While doing my research I found a topic where a large group blind tasted lime juice in limeade and overwhelmingly preferred the lime juice that was a few hours old to the lime juice that was squeezed most recently. Apparently a little oxidation is preferable.

Sometimes I just want a tiki drink and I don't want to spend the time fresh squeezing my own limes. I just want the drink quick and easy. I read several reviews on different bottled lime juices and found that, overall, most people recommend Nellie & Joe's Key Lime Juice if you have to go bottled. I bought a bottle and tasted 2 Mai Tai's side-by-side. There was no comparison at all. I had my girlfriend taste them both blind. In her words: "This one [bottled lime] tastes like fruit punch and this one [fresh squeezed lime] tastes like a cocktail." She then took the fresh squeezed version and made for the other room, asking if she could have it without waiting for a response.

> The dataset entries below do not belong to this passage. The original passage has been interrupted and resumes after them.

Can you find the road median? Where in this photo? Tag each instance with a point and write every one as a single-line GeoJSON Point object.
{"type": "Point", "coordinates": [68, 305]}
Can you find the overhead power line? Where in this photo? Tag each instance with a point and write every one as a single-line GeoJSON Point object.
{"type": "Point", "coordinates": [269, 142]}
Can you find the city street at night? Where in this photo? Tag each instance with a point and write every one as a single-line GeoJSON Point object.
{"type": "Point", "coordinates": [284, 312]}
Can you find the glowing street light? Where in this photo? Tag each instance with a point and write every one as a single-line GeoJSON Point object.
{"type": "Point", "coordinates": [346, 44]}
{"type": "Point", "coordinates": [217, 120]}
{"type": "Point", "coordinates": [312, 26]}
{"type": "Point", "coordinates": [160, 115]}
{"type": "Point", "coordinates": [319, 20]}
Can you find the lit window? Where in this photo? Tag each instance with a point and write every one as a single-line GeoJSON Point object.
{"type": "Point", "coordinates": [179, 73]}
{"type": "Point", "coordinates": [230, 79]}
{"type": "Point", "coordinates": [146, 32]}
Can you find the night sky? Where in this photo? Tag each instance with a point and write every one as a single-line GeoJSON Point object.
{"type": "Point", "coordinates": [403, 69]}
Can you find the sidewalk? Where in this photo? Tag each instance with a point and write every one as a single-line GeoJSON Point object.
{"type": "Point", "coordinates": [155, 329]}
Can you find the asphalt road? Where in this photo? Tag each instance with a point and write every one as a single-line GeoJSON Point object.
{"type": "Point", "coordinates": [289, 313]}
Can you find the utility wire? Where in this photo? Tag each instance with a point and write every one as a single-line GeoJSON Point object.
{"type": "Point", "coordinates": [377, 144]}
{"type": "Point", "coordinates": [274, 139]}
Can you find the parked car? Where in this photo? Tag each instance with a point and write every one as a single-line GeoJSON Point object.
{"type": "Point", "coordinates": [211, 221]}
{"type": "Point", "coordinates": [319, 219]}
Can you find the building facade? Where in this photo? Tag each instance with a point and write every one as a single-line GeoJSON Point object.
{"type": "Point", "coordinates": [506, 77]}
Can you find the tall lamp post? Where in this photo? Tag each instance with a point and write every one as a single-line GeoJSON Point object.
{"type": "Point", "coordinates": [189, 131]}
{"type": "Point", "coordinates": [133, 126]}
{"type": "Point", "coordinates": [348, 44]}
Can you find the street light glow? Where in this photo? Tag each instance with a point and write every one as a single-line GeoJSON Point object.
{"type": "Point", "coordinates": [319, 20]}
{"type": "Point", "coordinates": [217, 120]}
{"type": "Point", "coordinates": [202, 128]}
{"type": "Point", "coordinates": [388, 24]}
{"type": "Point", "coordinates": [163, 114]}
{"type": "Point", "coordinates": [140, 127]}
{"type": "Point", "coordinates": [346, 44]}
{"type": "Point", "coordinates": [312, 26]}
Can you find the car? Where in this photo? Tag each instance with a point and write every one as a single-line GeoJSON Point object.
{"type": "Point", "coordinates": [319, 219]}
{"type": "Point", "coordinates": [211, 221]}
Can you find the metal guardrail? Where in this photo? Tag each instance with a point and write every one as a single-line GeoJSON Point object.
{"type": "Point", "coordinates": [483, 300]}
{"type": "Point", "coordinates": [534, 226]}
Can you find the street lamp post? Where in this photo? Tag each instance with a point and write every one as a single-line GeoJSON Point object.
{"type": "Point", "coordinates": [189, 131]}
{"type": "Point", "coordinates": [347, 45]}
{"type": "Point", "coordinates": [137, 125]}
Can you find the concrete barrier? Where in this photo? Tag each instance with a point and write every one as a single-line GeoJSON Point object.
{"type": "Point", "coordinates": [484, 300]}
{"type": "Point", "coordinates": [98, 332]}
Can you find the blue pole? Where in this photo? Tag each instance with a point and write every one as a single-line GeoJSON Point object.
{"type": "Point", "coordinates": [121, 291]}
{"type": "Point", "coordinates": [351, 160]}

So the Nellie and Joe's was a dud. I resigned myself to fresh squeezing limes every time. Then I had an idea.

On May 25th I bought a bunch of limes (they finally went down to 4/$1 at my local source) and hand pressed a little less than 24 oz of lime juice into two clean 12oz beer bottles (I'm a home-brewer). After filling, I sprayed a little inert gas (Private Reserve Wine Preserver) into the bottle, then capped it with a bottle capper. My hypothesis was that the amount of oxygen introduced to the juice while squeezing would be about equivalent to the few hour old juice that won the lime juice taste test I referenced above and that the inert gas (heavier than air) would form a barrier between the juice and the oxygen in the bottle to prevent further oxidation and degradation of flavor. I placed both bottles upright in my fridge.

Well, today, about 2 weeks later, I put my bottle to the test! I made 2 more Mai Tai's, one with fresh squeezed lime and one with the bottled stuff. By the way I made these Mai Tai's with Beach Bum Berry's recipe using: B.G. Reynolds Orgeat, Appleton Extra, Rhum Clement VSOP. I tasted each and found virtually no difference. Actually, if I had to choose, I'd pick the bottled stuff! It tasted a little more...together.

I quickly brought both to my girlfriend and had her taste each one blind. She said they tasted the same. I explained each had different lime juice and when I pressed her to pick one, she gave the bottled stuff a slight edge.

So there you have it! You can bottle your lime juice and it will keep at least 2 weeks and be as good (or better) than fresh squeezed! I still have the other 12oz bottle capped and will do another test later on. Probably 1 month or maybe even more later to see how it holds up.